# Bunny keep hoping out of cage?



## Fluffykins (Jun 19, 2014)

I have my bunny in a 5 foot by 2 foot cage with no roof (Eventually to get a second story), but he keeps jumping out. I assume its because he's bored, or just really adventurous. I'm thinking he just likes jumping, as he likes to jump up onto his hide as well, so does any one know of an easy or cheap "Jumping" toy?


----------



## thisisfliss (Jun 19, 2014)

Alfy loves to jump. Try boxes that they can jump on!

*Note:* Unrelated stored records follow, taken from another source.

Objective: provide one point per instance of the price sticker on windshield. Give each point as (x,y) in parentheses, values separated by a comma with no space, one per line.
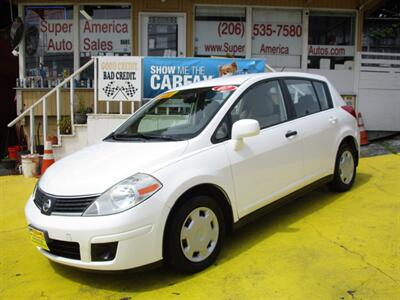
(224,88)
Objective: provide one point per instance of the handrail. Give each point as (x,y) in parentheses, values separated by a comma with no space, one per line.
(25,112)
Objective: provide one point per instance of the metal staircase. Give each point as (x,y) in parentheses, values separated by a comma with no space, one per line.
(43,101)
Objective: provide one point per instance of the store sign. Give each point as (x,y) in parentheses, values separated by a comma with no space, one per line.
(325,50)
(277,39)
(56,36)
(220,38)
(105,36)
(161,74)
(277,32)
(119,78)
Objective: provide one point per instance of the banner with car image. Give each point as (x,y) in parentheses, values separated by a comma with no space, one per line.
(162,74)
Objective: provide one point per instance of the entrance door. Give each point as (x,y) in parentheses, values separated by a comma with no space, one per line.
(163,34)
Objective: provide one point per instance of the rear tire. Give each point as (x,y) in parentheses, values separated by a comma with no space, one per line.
(345,169)
(194,235)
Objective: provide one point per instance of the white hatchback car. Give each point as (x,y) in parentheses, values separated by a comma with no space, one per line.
(191,165)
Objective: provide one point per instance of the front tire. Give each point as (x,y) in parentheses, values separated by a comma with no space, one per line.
(345,169)
(194,235)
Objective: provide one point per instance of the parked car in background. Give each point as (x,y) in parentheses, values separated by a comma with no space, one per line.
(189,166)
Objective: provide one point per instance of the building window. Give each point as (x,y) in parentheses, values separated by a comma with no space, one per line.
(48,44)
(277,36)
(220,31)
(103,30)
(331,41)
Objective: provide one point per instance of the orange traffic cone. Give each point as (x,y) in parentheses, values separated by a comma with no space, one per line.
(363,132)
(48,157)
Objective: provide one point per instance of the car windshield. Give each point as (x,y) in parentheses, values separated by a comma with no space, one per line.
(175,115)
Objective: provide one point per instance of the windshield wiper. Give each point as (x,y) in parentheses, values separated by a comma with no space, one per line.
(142,136)
(160,137)
(127,137)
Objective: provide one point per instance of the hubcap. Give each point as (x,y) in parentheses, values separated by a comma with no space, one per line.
(346,167)
(199,234)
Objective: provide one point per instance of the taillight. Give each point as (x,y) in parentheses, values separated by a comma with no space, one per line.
(350,110)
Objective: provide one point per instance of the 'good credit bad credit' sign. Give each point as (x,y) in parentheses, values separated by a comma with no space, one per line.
(119,78)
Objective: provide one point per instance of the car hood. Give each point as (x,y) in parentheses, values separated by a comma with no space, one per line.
(96,168)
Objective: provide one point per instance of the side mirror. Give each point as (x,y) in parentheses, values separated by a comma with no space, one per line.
(242,129)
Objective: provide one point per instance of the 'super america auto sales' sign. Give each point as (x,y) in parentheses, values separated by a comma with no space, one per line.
(119,78)
(95,36)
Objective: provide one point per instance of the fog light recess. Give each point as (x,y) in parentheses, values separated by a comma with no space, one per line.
(104,251)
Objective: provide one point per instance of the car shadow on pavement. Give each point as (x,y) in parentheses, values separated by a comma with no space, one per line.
(277,221)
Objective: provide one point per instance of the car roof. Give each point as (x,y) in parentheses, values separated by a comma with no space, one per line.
(240,79)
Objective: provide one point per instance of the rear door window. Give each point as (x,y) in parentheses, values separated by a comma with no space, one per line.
(303,97)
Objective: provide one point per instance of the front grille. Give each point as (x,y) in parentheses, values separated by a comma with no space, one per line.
(76,205)
(64,249)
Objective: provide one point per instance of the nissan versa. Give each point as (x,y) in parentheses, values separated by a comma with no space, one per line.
(189,166)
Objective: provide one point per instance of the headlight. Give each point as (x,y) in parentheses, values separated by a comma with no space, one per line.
(124,195)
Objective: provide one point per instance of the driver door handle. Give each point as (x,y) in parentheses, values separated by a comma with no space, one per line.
(291,133)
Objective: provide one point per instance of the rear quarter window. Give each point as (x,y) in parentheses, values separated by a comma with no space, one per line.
(323,97)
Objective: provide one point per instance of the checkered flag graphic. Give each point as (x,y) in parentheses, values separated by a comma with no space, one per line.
(129,89)
(110,89)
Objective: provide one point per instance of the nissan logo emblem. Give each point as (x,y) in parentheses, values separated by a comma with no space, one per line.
(46,205)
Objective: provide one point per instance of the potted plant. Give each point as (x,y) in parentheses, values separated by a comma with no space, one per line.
(80,114)
(65,125)
(39,147)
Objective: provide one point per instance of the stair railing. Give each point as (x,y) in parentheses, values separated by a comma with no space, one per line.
(43,101)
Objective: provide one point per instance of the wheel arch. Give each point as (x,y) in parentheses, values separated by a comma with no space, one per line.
(351,141)
(206,189)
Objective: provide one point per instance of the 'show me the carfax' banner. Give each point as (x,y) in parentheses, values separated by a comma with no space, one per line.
(161,74)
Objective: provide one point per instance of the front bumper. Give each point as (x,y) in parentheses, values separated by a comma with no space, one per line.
(138,232)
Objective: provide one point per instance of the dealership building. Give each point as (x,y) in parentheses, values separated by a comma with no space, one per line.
(354,43)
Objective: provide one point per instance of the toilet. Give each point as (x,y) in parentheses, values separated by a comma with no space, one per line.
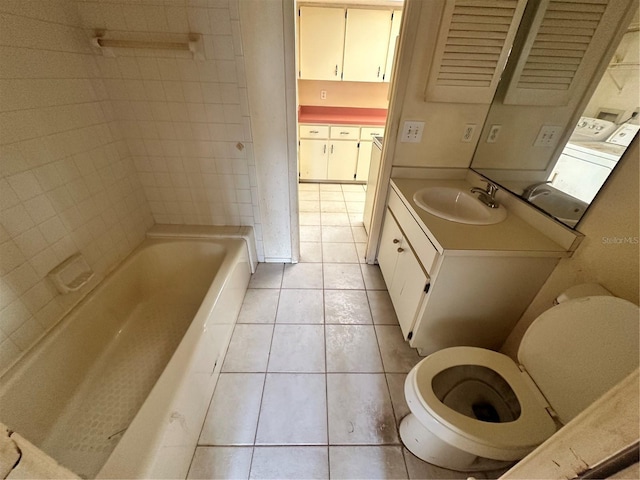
(474,409)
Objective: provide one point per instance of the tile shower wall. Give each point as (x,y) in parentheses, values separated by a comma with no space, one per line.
(186,121)
(67,180)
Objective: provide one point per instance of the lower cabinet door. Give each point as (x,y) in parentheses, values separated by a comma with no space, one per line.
(314,157)
(407,287)
(343,157)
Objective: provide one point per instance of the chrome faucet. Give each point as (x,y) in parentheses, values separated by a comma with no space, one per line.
(532,190)
(488,195)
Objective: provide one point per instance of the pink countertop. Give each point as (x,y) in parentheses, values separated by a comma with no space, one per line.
(342,115)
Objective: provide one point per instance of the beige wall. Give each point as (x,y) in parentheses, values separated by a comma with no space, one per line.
(343,94)
(609,252)
(67,181)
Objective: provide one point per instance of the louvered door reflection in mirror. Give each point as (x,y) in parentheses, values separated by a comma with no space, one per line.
(474,40)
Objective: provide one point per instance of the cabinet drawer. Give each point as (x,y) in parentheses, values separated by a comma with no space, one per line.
(367,133)
(344,132)
(426,252)
(314,131)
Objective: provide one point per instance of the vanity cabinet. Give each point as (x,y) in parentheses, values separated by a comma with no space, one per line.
(453,284)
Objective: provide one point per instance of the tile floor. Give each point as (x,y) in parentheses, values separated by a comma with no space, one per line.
(312,383)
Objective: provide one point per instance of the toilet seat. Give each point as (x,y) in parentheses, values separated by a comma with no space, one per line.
(500,441)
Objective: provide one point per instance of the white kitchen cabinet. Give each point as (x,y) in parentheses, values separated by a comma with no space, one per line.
(366,44)
(321,43)
(453,284)
(343,157)
(393,40)
(314,158)
(402,272)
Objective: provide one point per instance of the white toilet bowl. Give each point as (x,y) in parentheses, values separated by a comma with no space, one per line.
(473,409)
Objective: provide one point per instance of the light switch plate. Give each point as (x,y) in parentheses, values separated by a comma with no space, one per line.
(548,136)
(412,132)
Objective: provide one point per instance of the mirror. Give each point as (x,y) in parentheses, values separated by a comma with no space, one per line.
(555,152)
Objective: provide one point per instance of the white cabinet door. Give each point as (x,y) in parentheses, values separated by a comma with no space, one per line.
(321,43)
(366,44)
(343,157)
(393,39)
(407,288)
(313,159)
(364,160)
(390,240)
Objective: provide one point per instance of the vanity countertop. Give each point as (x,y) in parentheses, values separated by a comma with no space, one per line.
(511,236)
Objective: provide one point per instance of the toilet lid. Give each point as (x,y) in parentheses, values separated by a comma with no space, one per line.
(503,441)
(579,349)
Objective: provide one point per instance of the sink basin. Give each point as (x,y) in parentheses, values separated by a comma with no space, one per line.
(457,205)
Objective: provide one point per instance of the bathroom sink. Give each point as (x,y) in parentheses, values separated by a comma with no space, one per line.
(457,205)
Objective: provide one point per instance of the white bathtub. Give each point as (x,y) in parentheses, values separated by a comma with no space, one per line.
(120,388)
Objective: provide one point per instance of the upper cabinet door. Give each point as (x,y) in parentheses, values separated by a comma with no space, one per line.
(366,45)
(472,48)
(393,42)
(321,43)
(564,48)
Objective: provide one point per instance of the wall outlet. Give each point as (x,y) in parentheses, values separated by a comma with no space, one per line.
(467,135)
(412,132)
(494,131)
(548,136)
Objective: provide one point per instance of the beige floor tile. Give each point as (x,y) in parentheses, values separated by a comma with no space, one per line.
(364,462)
(309,195)
(249,348)
(310,252)
(232,418)
(332,218)
(397,355)
(332,233)
(381,308)
(294,410)
(310,233)
(334,207)
(309,218)
(302,275)
(359,234)
(352,348)
(331,197)
(373,279)
(297,349)
(330,187)
(259,306)
(309,205)
(221,462)
(290,463)
(346,307)
(268,275)
(360,409)
(425,471)
(342,276)
(396,389)
(339,252)
(300,306)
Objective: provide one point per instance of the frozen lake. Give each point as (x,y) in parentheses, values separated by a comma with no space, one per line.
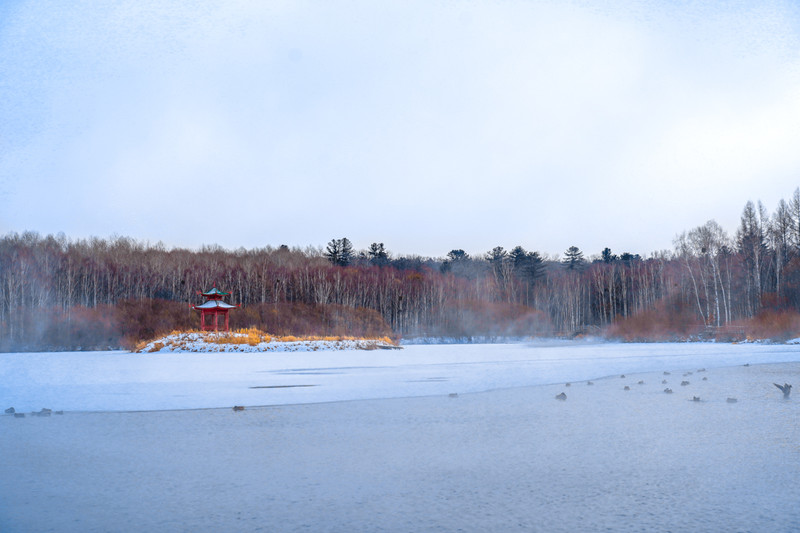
(502,455)
(121,381)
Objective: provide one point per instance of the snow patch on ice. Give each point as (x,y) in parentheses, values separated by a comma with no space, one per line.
(195,342)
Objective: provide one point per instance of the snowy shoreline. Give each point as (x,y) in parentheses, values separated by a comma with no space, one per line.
(205,342)
(606,458)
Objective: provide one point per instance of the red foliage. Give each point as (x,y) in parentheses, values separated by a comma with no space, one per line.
(492,319)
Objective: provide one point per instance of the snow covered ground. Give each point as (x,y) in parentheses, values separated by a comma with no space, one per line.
(121,381)
(500,455)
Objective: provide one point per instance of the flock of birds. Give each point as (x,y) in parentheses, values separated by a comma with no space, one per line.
(786,388)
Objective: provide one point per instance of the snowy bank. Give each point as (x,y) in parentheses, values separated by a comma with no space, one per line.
(619,455)
(194,342)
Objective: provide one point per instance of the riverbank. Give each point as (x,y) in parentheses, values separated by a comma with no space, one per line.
(512,459)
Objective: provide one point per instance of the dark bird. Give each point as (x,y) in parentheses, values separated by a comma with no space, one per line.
(785,389)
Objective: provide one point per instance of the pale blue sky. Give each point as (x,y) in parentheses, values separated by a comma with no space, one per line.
(424,125)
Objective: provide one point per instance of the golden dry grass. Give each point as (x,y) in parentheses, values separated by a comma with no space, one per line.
(250,336)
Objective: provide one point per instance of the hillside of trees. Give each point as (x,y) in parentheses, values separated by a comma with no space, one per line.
(60,293)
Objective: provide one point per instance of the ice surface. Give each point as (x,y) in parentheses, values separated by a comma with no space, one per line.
(514,459)
(121,381)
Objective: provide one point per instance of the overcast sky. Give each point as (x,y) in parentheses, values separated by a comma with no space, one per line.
(427,125)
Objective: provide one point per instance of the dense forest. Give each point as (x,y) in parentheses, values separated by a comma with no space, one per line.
(60,293)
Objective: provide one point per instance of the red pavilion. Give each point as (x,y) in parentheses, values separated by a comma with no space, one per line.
(214,310)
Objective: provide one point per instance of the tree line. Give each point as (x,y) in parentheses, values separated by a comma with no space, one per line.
(65,293)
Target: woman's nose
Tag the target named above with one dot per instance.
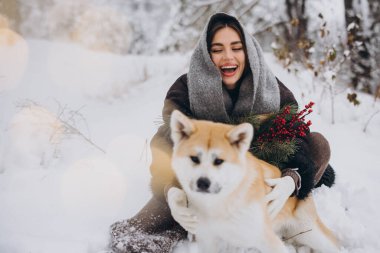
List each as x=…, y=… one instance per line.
x=228, y=54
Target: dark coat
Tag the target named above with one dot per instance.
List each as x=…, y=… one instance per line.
x=177, y=98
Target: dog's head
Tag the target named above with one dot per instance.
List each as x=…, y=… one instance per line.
x=208, y=157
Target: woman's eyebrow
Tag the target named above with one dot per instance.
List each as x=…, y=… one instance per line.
x=236, y=42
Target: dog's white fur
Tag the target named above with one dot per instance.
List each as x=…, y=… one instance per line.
x=227, y=195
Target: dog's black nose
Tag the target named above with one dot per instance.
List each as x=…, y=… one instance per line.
x=203, y=183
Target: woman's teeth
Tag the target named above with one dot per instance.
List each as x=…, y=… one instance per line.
x=228, y=69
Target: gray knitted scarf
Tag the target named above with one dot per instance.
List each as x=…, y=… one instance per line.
x=209, y=100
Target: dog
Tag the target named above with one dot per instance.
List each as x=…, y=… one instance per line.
x=225, y=189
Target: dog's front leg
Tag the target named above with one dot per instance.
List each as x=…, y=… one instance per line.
x=207, y=244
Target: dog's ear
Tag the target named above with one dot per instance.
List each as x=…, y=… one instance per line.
x=241, y=136
x=181, y=126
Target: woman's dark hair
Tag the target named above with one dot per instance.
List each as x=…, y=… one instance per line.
x=219, y=21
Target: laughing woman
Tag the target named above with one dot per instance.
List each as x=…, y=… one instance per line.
x=228, y=78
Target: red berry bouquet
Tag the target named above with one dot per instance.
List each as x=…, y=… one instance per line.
x=275, y=136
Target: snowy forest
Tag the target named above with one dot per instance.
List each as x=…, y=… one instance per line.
x=82, y=86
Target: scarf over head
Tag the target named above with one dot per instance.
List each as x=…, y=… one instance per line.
x=209, y=100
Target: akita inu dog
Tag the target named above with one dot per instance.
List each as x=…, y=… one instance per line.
x=225, y=189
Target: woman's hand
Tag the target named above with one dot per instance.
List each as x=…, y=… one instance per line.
x=185, y=217
x=283, y=187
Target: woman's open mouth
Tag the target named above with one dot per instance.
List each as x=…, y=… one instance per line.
x=229, y=70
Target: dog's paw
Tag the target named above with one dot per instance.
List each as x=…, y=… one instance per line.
x=185, y=217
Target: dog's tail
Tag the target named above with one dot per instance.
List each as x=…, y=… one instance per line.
x=328, y=177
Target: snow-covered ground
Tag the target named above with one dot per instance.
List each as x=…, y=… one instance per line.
x=75, y=127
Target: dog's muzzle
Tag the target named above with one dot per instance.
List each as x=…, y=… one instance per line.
x=203, y=185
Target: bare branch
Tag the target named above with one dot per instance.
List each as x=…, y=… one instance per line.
x=369, y=120
x=248, y=8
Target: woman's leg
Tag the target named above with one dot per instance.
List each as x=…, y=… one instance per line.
x=152, y=230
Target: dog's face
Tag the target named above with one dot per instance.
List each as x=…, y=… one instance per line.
x=209, y=158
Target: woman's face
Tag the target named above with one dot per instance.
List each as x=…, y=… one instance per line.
x=227, y=54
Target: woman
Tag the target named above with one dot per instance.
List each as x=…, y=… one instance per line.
x=228, y=78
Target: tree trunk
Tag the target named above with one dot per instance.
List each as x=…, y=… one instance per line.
x=297, y=32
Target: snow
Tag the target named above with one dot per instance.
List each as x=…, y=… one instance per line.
x=61, y=189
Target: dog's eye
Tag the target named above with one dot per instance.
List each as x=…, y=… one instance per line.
x=195, y=159
x=218, y=161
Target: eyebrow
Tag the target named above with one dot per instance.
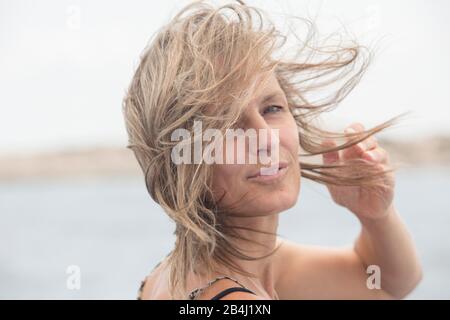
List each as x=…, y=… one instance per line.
x=270, y=96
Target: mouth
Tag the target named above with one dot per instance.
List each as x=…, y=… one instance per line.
x=269, y=173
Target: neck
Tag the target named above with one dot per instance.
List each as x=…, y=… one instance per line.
x=262, y=244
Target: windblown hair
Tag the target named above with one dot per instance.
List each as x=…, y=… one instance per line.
x=204, y=65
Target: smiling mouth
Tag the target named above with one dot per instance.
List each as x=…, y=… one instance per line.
x=269, y=173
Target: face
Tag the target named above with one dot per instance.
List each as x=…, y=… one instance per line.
x=273, y=191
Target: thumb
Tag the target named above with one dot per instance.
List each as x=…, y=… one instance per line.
x=330, y=157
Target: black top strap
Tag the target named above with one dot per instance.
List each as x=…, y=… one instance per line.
x=230, y=290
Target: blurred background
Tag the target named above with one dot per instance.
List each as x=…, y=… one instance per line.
x=72, y=198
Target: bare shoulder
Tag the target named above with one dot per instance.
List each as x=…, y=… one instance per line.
x=154, y=286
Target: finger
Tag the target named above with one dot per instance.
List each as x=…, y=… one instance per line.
x=330, y=157
x=377, y=155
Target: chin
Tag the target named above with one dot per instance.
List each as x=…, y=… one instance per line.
x=276, y=203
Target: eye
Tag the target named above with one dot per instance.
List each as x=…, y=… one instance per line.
x=272, y=109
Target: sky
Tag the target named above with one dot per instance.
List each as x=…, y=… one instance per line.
x=65, y=66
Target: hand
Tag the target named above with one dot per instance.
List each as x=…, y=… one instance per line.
x=364, y=202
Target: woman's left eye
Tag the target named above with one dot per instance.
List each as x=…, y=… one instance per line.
x=272, y=109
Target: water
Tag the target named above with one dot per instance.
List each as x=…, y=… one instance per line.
x=115, y=233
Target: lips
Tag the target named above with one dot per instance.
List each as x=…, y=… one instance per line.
x=267, y=172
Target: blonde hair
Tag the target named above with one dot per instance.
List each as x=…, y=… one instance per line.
x=203, y=65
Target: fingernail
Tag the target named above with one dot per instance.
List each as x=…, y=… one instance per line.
x=350, y=130
x=373, y=155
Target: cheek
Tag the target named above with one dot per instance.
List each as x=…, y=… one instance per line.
x=225, y=178
x=289, y=139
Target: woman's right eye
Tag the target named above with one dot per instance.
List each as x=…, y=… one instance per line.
x=272, y=109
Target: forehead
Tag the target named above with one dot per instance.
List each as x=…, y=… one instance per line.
x=268, y=89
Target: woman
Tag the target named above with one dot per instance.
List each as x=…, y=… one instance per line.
x=217, y=66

I'm having to put a fabric lid on Alfy's pen to stop her jumping out.


----------



## annabelle00 (Jun 21, 2014)

Dusky managed to jump a 4 grid high C&C cage o.o since then I've always had a roof on his cage


----------



## surf_storm (Jun 21, 2014)

Shida has only tried once and that was when she was locked up in her pen because my grandmas dog was with us and he couldn't be trusted and my grandma couldn't take control of him (I'm glad they were only here for a week) but Shida got really bored as she couldn't do proper binkies or bunny500s


----------



## Blue eyes (Jun 22, 2014)

Two feet is an easy hop for most bunnies. Three feet would be a better idea, (however Annabelle's Dusky seems to have managed 4 feet.)

Is your cage made with the grids? If you intend to get a 2nd story, it should probably be 3 grids high in some areas. It's good to have some areas that are taller than 1 grid (once you put shelf in) so that bunny has some places where he can stretch all the way up on his hind legs without his ears touching above. 

cardboard boxes make great toys. Cut some doorways out for more fun. Mine like to climb in and on boxes.


----------



## Fluffykins (Jun 23, 2014)

Yeah, using the grids. The plan is to add a second story over half the cage, and have the walls be 3 high.


----------